Dirigido por David O. Russell.

Elenco: Mark Wahlberg, Christian Bale, Amy Adams, Melissa Leo, Jack McGee, Melissa McMeekin, Bianca Hunter, Erica McDermott, Jill Quigg, Dendrie Taylor, Kate B. O’Brien, Jenna Lamia, Mickey O’Keefe, Frank Renzulli, Caitlin Dwyer e Ross Bickell.

Roteiro: Scott Silver, Paul Tamasy e Eric Johnson.

Produção: Dorothy Aufiero, David Hoberman, Ryan Kavanaugh, Todd Lieberman, Paul Tamasy e Mark Wahlberg.

[Antes de qualquer coisa, gostaria de pedir que só leia esta crítica se já tiver assistido ao filme. Para fazer uma análise mais detalhada é necessário citar cenas importantes da trama].

É sempre interessante ver um bom filme de boxe – não fosse assim, este esporte não teria inspirado tantos filmes de sucesso ao longo da história do cinema. Ainda mais interessante é quando o esporte funciona apenas como pano de fundo para um complexo estudo de personagens, como é o caso deste “O Vencedor”, que, além de trazer a história real de dois irmãos boxeadores e sua complicada família, ainda nos apresenta um elenco afinado, liderado pelo ótimo Mark Wahlberg e que conta ainda com a excepcional atuação de Christian Bale.

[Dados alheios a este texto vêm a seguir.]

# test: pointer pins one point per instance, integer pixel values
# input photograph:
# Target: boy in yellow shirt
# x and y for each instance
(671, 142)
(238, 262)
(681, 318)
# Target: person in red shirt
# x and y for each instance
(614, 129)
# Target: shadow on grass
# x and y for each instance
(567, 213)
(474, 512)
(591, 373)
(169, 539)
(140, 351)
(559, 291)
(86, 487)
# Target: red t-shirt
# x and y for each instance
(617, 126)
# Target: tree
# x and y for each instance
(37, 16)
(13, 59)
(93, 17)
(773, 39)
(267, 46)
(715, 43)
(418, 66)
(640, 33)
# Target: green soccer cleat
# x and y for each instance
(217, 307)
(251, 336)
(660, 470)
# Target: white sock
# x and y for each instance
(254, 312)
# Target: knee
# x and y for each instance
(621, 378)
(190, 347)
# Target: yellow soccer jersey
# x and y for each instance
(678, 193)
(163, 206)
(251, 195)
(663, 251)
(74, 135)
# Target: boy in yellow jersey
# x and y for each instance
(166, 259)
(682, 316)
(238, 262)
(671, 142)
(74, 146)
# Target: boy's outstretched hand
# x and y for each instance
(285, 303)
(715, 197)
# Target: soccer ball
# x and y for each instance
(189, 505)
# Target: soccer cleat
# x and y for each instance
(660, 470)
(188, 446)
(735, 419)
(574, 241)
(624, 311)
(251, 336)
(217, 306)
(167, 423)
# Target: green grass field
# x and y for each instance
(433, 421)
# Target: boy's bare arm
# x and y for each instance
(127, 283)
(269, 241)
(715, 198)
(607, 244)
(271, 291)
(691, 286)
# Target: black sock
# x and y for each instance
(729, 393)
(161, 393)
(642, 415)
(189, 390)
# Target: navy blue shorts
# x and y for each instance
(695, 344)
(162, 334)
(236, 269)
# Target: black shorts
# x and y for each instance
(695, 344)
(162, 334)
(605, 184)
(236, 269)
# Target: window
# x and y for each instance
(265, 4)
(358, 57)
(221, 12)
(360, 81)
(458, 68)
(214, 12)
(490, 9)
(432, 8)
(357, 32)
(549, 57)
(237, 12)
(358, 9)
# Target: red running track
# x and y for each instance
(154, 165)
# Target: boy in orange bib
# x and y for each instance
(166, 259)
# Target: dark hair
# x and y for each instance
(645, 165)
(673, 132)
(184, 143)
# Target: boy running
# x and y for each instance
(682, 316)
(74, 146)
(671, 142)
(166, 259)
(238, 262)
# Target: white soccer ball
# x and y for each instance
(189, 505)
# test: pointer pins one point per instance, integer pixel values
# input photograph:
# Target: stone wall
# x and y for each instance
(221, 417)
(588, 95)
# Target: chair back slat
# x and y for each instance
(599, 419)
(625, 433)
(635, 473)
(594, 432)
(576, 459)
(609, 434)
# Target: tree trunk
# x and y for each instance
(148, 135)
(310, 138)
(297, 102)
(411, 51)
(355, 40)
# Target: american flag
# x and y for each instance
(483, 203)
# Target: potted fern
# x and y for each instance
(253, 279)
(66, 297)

Escrito por Scott Silver, Paul Tamasy e Eric Johnson, “O Vencedor” conta a história real dos irmãos Dicky Eklund (Christian Bale) e Micky Ward (Mark Wahlberg), quando o primeiro, famoso por ter derrotado o campeão mundial Sugar Ray e hoje viciado em drogas, está treinando o segundo na pequena cidade de Lowell, sob o olhar atento da mãe e empresária Alice (Melissa Leo). Só que os problemas do irmão e a influência de sua namorada Charlene (Amy Adams) fazem Micky buscar uma alternativa para levar a carreira de forma mais profissional, criando um conflito com seus familiares.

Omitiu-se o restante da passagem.